Sanctuary of the martyrs of brotherhood in Buta. Credit: ACN

The Catholic Pontifical and charity foundation, Aid to the Church in Need (ACN) International, has compiled a report that places Nigeria ahead of all countries in the world that experienced most kidnappings of Clergy and the killing of Christians in 2023.

According to the charity foundation, the number of Priests or women and men Religious kidnapped in 2023 dropped to 33 from 54 in 2022 “but remains significant.”

This number includes five Priests who were abducted in previous years, but remained in the hands of their kidnappers or were unaccounted for in 2023, such as Fr. Hans-Joachim Lohre, who was kidnapped in Mali in 2022, and released in November 2023.

“Nigeria leads the list by far,” ACN says on the kidnappings of religious people across the globe, adding that the West African country registered 28 cases of kidnapping, including three Catholic Nuns. 

Other countries where Priests were kidnapped, according to the Tuesday, January 9 ACN report, include Mali and Burkina Faso, while in Ethiopia one women Religious was abducted.


The charity foundation recalls the one case in Nigeria of Godwin Eze, the monk who was murdered by his kidnappers, adding that the vast majority of those kidnapped ended up being released.

Numbers collected by ACN indicate that a total of 132 Catholic Priests and women and men Religious were either arrested, kidnapped or murdered across the world in 2023.

This, according to the charity foundation that reaches out to Christians in countries experiencing religious persecution, represents an increase from 124 in 2022.

“These are, however, the confirmed cases. The number could be higher since in some countries reliable information is difficult to obtain,” ACN clarifies.

Apart from the kidnapping of the religious, Nigeria also registered the highest number of murders of Christians.

More in Africa

“Tragically, in 2023, many Christians, and especially clergy and religious, paid a heavy price for their commitment to common good, human rights, religious freedom and the freedom of the communities and nations they serve,” ACN reports, adding that 2023 saw 14 murders, including 11 Priests, one Bishop, one Religious Brother and one Seminarian. This, according to the Pontifical organization, represents a drop from the 18 registered in 2022.

Seven of the killings took place in circumstances that were either unclear or not directly related to any confirmed incident of persecution.

Of the other seven deaths directly related to persecution, Nigeria again has the highest number on the list with three. Fr. Isaac Achi was brutally murdered in January, when he was unable to escape his residence as it burned to the ground following an attack, and seminarian Na’aman Danlami suffered the exact same fate, but in September. 

Soon afterwards, in October, the Benedictine monk Eze, who had been abducted along with two fellow novices, was murdered by his kidnappers.

ACN has classified some of the murders as being for reasons of persecution, despite the unclear motives of the murderers.

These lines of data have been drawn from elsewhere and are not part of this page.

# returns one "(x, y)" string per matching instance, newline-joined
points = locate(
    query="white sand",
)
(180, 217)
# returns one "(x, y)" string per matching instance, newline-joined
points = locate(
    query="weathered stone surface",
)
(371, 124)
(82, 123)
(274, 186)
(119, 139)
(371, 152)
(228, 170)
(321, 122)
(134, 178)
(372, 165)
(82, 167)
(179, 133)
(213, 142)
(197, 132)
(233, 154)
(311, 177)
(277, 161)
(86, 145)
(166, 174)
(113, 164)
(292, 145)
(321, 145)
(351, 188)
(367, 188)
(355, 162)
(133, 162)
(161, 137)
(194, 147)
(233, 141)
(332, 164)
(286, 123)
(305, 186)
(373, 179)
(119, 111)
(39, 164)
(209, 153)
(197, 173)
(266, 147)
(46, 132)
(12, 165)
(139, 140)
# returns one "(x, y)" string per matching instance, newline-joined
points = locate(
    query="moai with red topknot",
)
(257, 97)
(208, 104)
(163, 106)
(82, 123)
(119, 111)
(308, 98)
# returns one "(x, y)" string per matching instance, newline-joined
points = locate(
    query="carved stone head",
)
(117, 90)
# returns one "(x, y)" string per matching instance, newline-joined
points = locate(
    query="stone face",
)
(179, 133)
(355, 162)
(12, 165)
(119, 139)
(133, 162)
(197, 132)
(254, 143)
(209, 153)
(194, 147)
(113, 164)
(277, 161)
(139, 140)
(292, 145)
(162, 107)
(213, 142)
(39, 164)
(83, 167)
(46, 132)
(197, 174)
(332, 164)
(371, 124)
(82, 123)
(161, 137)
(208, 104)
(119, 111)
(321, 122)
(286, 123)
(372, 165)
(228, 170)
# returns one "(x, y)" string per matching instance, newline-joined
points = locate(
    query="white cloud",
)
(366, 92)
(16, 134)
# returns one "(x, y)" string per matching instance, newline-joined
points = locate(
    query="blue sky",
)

Fr. Pamphili Nada, for instance, was killed in Tanzania by a man with mental issues. 


In December, Fr. Leopold Feyen, an elderly Belgian priest, was stabbed to death by armed men who broke into his house in the Democratic Republic of the Congo (DRC), where he had served for decades.

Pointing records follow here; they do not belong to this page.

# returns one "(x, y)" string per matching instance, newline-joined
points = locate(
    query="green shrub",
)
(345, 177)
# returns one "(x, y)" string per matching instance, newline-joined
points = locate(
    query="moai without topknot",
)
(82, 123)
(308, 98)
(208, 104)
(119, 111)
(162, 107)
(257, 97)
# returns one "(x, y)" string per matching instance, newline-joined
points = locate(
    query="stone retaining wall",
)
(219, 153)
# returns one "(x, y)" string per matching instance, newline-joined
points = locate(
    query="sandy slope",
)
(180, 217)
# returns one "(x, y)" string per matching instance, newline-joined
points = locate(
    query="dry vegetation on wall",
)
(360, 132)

ACN further clarifies that as far as it was able to ascertain, no women Religious were murdered in 2023.

Regarding arrests, the international charity says that it tracks only those that are related to persecution, and not to proven cases of common criminality. Cases related to members of other confessions are also not considered in the list.

ACN compiled reports indicating that a total of 86 members of Clergy were arrested or detained at some point during 2023.

Arrests of Clergy were, however, rife outside Africa, the charity foundation says, and explains, “Nicaragua and Belarus lead the list of authoritarian regimes that have resorted to detaining priests and religious in order to punish the Church for speaking out against injustices and human rights violations, or merely for trying to operate freely.”